The Independence Coalition has reached the ballot - now the fight begins

As of yesterday, the IEC has confirmed that the Referendum Party will be on all three ballots, provincial, regional and national, joining the VF+ in a secessionist electoral pact.

Robert Duigan

By 

Robert Duigan

Published 

Apr 4, 2024

The Independence Coalition has reached the ballot - now the fight begins

The race to secure an independent Cape has now begun in earnest. As of yesterday, the IEC has confirmed that the Referendum Party will be on all three ballots, provincial, regional and national.

With a pending Electoral Court case over the definition of a signature, it seems the IEC chose not to quibble, especially after allowing Jacob Zuma’s MK party to compete despite serious legal questions hanging over their head.

The RP, despite having been initially turned down for the digital format of their signatures, had petitioned the court over the matter, and collected several thousand additional signatures in the meantime.

The Cape Independence Party has not been able to acquire the requisite signatures, though party leader Jack Miller has said he intends to contest the matter.

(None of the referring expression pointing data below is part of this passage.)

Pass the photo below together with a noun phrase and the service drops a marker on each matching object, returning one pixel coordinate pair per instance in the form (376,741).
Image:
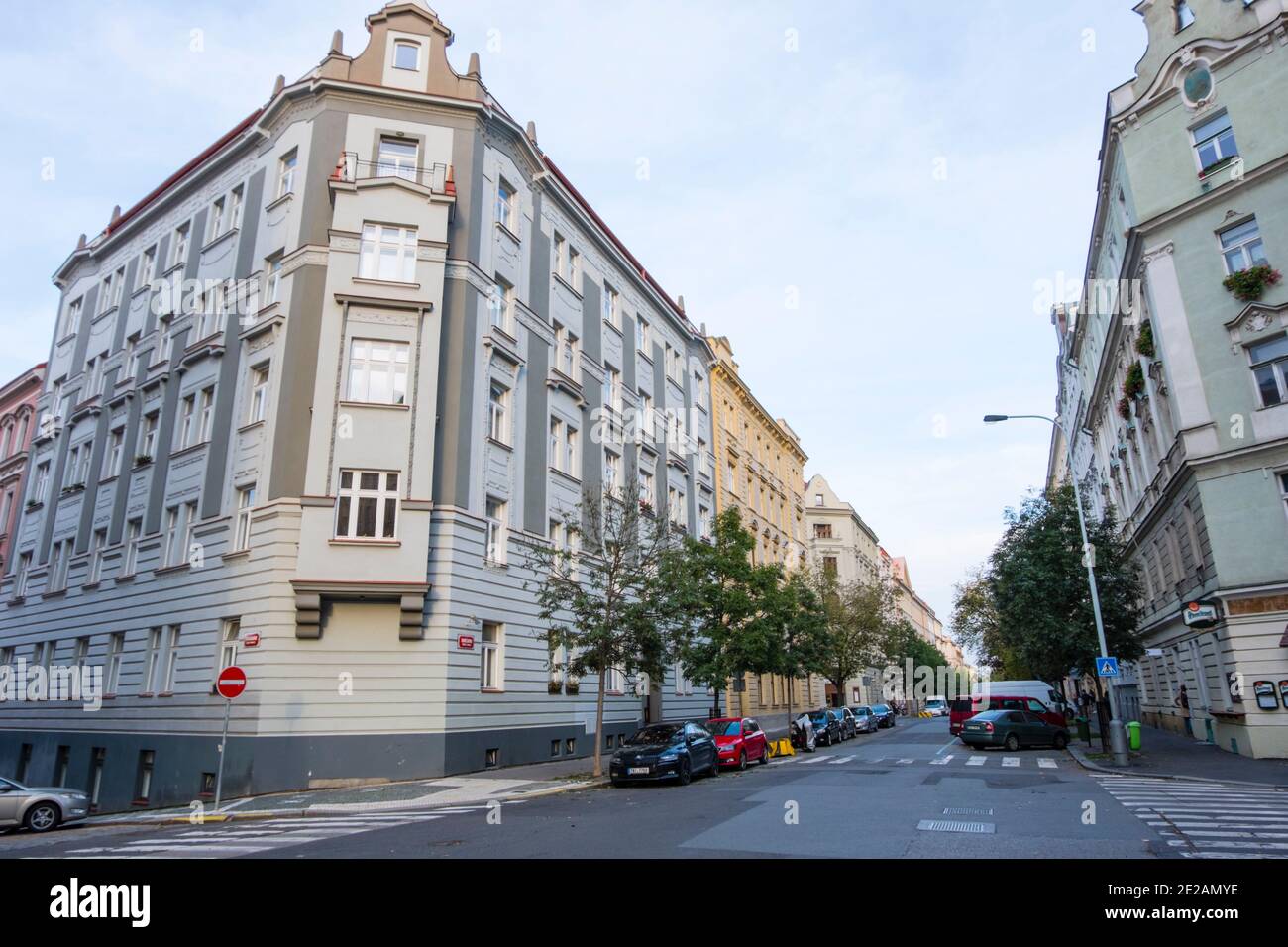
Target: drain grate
(944,825)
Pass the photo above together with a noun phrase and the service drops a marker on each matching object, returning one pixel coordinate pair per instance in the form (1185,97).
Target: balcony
(437,178)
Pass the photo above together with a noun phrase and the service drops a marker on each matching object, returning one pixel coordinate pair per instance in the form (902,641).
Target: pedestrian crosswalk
(265,835)
(1207,819)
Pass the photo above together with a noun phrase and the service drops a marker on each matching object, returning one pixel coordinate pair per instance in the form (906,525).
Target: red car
(738,741)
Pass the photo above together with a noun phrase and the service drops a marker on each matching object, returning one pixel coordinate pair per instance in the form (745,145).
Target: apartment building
(307,406)
(17,429)
(760,464)
(1172,372)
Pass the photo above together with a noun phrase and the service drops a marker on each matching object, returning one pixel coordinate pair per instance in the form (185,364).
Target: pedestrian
(1183,701)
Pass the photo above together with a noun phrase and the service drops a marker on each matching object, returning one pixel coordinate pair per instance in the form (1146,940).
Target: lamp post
(1117,732)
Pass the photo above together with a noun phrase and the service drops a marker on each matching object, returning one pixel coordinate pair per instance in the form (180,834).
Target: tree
(859,616)
(604,605)
(725,604)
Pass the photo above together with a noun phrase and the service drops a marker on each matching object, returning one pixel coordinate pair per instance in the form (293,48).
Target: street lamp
(1117,733)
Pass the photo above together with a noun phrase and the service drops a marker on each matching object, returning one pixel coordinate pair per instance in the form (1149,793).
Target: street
(910,791)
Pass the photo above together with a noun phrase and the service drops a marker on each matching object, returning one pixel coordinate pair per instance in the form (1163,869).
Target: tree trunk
(599,723)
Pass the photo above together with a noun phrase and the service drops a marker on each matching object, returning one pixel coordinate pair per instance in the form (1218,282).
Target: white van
(1024,688)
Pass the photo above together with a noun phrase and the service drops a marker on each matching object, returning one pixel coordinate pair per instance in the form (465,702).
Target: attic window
(406,55)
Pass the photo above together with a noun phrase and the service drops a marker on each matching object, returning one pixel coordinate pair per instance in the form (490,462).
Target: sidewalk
(416,795)
(1173,755)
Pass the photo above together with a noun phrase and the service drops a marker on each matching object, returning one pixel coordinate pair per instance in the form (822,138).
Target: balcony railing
(438,178)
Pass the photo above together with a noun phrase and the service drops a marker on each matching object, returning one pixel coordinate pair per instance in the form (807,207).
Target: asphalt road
(876,795)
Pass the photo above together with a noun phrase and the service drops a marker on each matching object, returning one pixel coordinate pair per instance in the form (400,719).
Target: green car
(1013,729)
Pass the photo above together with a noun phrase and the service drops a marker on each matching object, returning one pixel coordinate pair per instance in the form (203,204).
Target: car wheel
(43,817)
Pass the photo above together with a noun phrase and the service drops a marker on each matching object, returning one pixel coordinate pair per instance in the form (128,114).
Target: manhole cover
(943,825)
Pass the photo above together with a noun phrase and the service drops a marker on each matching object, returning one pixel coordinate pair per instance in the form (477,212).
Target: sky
(870,198)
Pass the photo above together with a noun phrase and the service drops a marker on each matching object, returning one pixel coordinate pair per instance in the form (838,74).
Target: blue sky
(909,171)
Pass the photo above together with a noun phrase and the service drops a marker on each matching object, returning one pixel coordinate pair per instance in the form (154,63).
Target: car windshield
(725,728)
(657,736)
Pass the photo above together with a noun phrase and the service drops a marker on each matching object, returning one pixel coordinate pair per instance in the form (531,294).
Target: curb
(1080,755)
(257,814)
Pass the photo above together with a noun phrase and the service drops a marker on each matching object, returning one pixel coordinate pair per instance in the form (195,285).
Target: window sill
(395,283)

Several other political parties have failed to make the cut for this election, including the UIM of former spy Niel de Beer.

The oldest veterans of the minority bloc, the Vryheidsfront Plus, will be contesting the election in a provincial coalition compact withe the Referendum Party, ensuring that whatever the political persuasion of the pro-independence voters, the two parties will not be splitting the vote.

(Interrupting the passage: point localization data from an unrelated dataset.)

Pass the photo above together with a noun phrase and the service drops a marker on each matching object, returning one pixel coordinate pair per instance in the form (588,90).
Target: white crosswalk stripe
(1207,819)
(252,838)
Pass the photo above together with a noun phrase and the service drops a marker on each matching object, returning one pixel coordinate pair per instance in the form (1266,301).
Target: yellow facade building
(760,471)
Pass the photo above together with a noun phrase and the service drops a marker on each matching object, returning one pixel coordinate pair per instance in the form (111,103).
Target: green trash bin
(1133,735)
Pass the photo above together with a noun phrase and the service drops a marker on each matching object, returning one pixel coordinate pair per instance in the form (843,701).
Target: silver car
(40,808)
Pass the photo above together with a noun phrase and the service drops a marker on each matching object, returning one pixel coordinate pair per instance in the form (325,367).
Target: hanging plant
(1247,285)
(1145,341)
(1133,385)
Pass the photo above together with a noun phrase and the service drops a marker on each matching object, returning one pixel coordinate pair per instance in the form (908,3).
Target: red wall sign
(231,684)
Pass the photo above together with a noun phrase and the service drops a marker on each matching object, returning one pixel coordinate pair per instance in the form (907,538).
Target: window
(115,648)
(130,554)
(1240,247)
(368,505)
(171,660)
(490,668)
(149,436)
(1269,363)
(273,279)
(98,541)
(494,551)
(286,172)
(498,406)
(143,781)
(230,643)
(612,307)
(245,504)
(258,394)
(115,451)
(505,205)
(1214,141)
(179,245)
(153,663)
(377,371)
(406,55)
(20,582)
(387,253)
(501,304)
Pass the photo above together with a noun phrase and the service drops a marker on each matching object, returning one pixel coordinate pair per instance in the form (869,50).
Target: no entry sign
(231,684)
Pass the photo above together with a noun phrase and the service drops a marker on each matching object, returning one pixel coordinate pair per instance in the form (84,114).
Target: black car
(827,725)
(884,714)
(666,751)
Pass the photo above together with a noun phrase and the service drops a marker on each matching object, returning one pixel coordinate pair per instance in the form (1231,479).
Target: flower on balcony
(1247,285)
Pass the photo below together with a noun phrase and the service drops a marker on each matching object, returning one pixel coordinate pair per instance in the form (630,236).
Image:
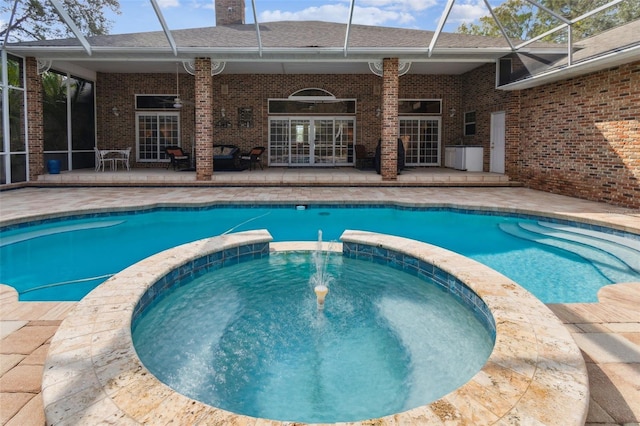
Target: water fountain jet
(320,278)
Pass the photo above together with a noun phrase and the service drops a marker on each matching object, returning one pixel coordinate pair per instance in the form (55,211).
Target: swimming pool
(75,255)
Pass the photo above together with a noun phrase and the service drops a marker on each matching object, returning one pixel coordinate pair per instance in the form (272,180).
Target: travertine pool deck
(608,332)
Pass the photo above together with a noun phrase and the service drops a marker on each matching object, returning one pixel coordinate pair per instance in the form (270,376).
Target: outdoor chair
(177,157)
(102,160)
(253,157)
(122,157)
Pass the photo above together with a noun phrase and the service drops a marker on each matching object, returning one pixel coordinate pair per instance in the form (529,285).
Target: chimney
(229,12)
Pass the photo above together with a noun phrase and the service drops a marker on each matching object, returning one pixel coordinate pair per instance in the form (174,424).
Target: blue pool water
(253,342)
(84,251)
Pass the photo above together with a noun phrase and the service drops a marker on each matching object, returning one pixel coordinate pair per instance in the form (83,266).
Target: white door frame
(497,142)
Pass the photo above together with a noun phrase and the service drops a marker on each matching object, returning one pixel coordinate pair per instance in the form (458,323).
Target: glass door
(155,132)
(300,153)
(311,141)
(421,137)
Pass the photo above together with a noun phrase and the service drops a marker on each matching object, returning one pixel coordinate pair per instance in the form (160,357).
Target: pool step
(625,249)
(618,262)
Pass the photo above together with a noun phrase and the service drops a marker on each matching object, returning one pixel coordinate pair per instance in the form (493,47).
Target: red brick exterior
(578,137)
(389,146)
(204,119)
(229,12)
(35,127)
(581,137)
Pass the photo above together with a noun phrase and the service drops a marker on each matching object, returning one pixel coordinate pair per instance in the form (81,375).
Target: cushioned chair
(177,157)
(226,157)
(253,157)
(363,161)
(123,157)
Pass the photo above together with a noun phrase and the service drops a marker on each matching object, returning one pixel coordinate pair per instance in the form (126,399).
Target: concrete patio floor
(607,332)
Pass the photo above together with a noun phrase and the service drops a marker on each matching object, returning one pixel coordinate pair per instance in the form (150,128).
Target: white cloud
(468,11)
(165,4)
(374,12)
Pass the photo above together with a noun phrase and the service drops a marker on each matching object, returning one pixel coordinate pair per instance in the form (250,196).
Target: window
(505,68)
(470,123)
(419,106)
(155,101)
(155,131)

This registration process has been a Darwinian bottleneck- only those with the fitness to make it have passed through. Those who remain will be faced with a hard choice - slip into obsolescence, or throw their weight behind the parties contesting the election this year.

The CIP started this movement, and carried it through the desert for 14 years. But after all that time in the wilderness, they needed others to take us into the promised land, and have been left by the wayside, used as a punching bag by the pro-establishment big media houses to distract voters form the momentum gained in other organisations.

The CIP still has a small but significant supporter base in the City, and Jack Miller could strengthen the movement by showing a united front and throwing his lot in behind Phil Craig, the best fit for the largely Anglo CIP voter base.

CapeXit, still cagey about using their mailing list for research or cavassing, and having publicly taken a “nonpartisan” stance, nonetheless has a cosy relationship with the VF+, and could give a healthy boost to the campaigning strategies of both independence parties. If Des Palm does not have the will or capacity to convince his organisation to act on this opportunity, his remaining options will be to become irrelevant or to actively sabotage the movement.

But the achievements of the Referendum Party will more than make up for the deficits in other sectors of the movement.

As the efforts of Phil Craig and Robert King (among many others) have shown, the team which started in the little lobby group known as the CIAG has managed to put Cape independence on the map in a meaningful way.

The press, particularly state-backed propagandists for social media and major media houses colluding with the ruling party (who cannot be named for legal purposes) have spent the last three years focusing attention on the Cape Independence Party in a partially successful attempt to get the public to believe that the smallest part of the movement was its only true representative.

So far, this criticism has worked on the less-informed members of the public, particularly those hostile to the notion of Cape independence. But those paying even cursory attention to this fight will be aware of the opinion polls the CIAG has released showing 58% support for independence and 68% support for a referendum.

The rise of the RP will show them that success through the party-political system is possible. It will expose the false promises the DA made when they thought the movement was too weak to win - that they would deliver a referendum, and fight for provincial autonomy.

They have done neither, instead actively sabotaging the Western Cape Devolution Working Group and pushing through a toothless bill on provincial powers that relies on asking permission form the ANC to get their powers.

The DA are facing sweeping corruption allegations across Western Cape municipalities as the VF+ gains in leaps and bounds in the Afrikaner community nationwide, and the Cape Coloured community is beginning to leave the DA, not only for Coloured-identity parties like Gayton McKenzies shady outfit, but also for the VF+.

The RP will eat the Anglophone liberals, as the VF+ chips away at the conservative Afrikaanerphone population, and McKenzie’s refusal to endorse secession, no doubt motivated by his parents’ foreign and interior-South African roots, will do nothing to stop them - in fact he will make it more likely that the Independence Coalition succeeds in dragging the DA under 50% and forcing a referendum by taking away their rural Coloured supporters.

What the independence coalition needs to win this battle is no more than will be needed to force the DA into a coalition with them, and hand down a referendum, which the people are almost guaranteed to win.

From there on, it becomes only a question of willpower - whether those in charge will find the audacity to tell the ANC to keep their country, and let us keep ours.

After this historic achievement, in an understated press release, RP leader Phil Craig told their supporters, “We would like to thank the thousands of people who endorsed us and all our supporters, donors and activists who helped us reach this exciting milestone.”